2003 yılının ortalarından itibaren Haydar Aliyev’in sağlığı iyice bozulmuş, Ekim ayında oğlu İlham Aliyev Azerbaycan’ın cumhurbaşkanı seçilmiştir. 12 Aralık 
2003’de Haydar Aliyev’in vefat ettiği duyurulmuştur. Böylece, sorunun çözümüne yönelik H. Aliyev ve Koçaryan tarafından yakalanan ivme de son bulmuştur. 
İ. Aliyev iktidara geldikten sonra, 2004 yılının hemen başlarında, Azerbaycan’ın Dağlık Karabağ’ın bağımsızlığını veya Ermenistan’a bağlanmasını hiçbir zaman kabul etmeyeceğini açıklamış, Dağlık Karabağ’ın etrafındaki işgal edilmiş bölgelerden Ermeni güçlerinin çekilmesine karşılık, Azerbaycan’ın Ermenistan’a uyguladığı ekonomik ambargonun kaldırılmasını içeren bir teklif sunmuştur. Aynı öneriyi, Avrupa Parlamentosu’nun Güney Kafkasya Baş Raportörü Per Gahrton’da dile getirmiştir. Ancak, Ermenistan bu öneriyi reddetmiş, Avrupa Parlamentosu da Gahrton’un teklifini desteklememiştir. 
Ermenistan’ın sorunun çözümü yönünde adımlar atmasına karşılık ekonomik ödüllerin sunulması anlayışı olarak özetlenebilecek bu yaklaşım, bundan sonra Azerbaycan’ın temel söylem ve taktiklerinden biri haline gelmiştir. Ancak, Ermenistan’ın bu öneriye başından beri olumlu yaklaşmadığı da görülmektedir. 
Temmuz ayına gelindiğinde AGİT Minsk Grubu bundan sonra sorunun çözümüne yönelik yeni öneriler getirmeyeceğini, sorunun çözümünü sağlayacak anlaşma için sorumluluğa sahip olan tarafların Azerbaycan ve Ermenistan olduğunu açıklamış tır. Taraflara bir uyarı mahiyetinde değerlendirilebilecek bu açıklama, AGİT Minsk Grubu’nun sürecin ilerletilmesi anlamında gitgide daha ümitsiz ve etkisiz bir noktaya geldiğine işaret eden göstergelerinde ilklerindendir. 

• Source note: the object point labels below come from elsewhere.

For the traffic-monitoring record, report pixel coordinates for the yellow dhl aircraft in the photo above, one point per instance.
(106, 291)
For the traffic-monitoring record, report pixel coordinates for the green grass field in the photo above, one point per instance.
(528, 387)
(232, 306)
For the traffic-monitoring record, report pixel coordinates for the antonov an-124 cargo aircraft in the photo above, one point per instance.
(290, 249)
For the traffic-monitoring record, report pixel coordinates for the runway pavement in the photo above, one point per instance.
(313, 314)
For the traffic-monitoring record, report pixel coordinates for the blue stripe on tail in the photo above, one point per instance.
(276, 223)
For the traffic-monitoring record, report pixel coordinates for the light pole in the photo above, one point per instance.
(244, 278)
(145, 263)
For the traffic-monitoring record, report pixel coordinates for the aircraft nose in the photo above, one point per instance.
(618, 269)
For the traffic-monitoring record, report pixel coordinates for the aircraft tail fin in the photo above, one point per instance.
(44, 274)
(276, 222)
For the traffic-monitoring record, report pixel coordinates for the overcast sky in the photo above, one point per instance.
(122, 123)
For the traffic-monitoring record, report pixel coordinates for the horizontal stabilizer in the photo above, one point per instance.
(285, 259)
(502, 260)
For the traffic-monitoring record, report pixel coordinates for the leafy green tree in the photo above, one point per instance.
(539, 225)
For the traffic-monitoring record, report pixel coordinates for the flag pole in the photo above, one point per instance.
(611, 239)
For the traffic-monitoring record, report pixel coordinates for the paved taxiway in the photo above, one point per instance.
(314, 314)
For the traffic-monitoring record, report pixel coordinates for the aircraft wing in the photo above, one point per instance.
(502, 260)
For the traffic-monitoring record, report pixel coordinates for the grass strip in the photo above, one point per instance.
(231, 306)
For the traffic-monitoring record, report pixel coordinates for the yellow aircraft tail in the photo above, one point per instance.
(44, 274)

2005 yılının Ocak ayında Avrupa Konseyi Parlamenterler Meclisi (AKPM) Ermenistan’ın Azerbaycan topraklarını işgalini eleştiren bir karar almıştır. 
Kararda, bölgelerde Ermeni güçlerin Azerbaycanlılara karşı gerçekleştirdiği etnik temizliğe dair imaların olması dikkat çekmektedir.28Şubat ayında ise AGİT, Ermenistan’ın kontrolündeki Azerbaycan topraklarındaki ilk gözlem misyonunu gerçekleştirmiştir.29 AGİT, gözlemleri sonucunda Dağlık Karabağ’ın çevresinde sayısı artmaya başlayan Ermeni yerleşimlerinin ortaya çıkmasında Ermenistan’ın ciddi bir dahlinin olmadığını, Laçin’deki ve daha az olmakla beraber Agdere’deki (Erm. Mardakert) yerleşimlerin ise Dağlık Karabağ’dakide factoyetkililerin bir noktaya kadar desteğiyle geçekleştiğini belirtmiştir. Sorun çözüm sürecinin önemli adımlarından biri olarak tartışılan Dağlık Karabağ’ın çevresindeki bölgelerdeki işgalin sonlandırılması konusuyla bağlantılı olan Ermeni yerleşimciler konusu günümüzde de gitgide derinleşen bir sorun olmaya devam etmektedir. 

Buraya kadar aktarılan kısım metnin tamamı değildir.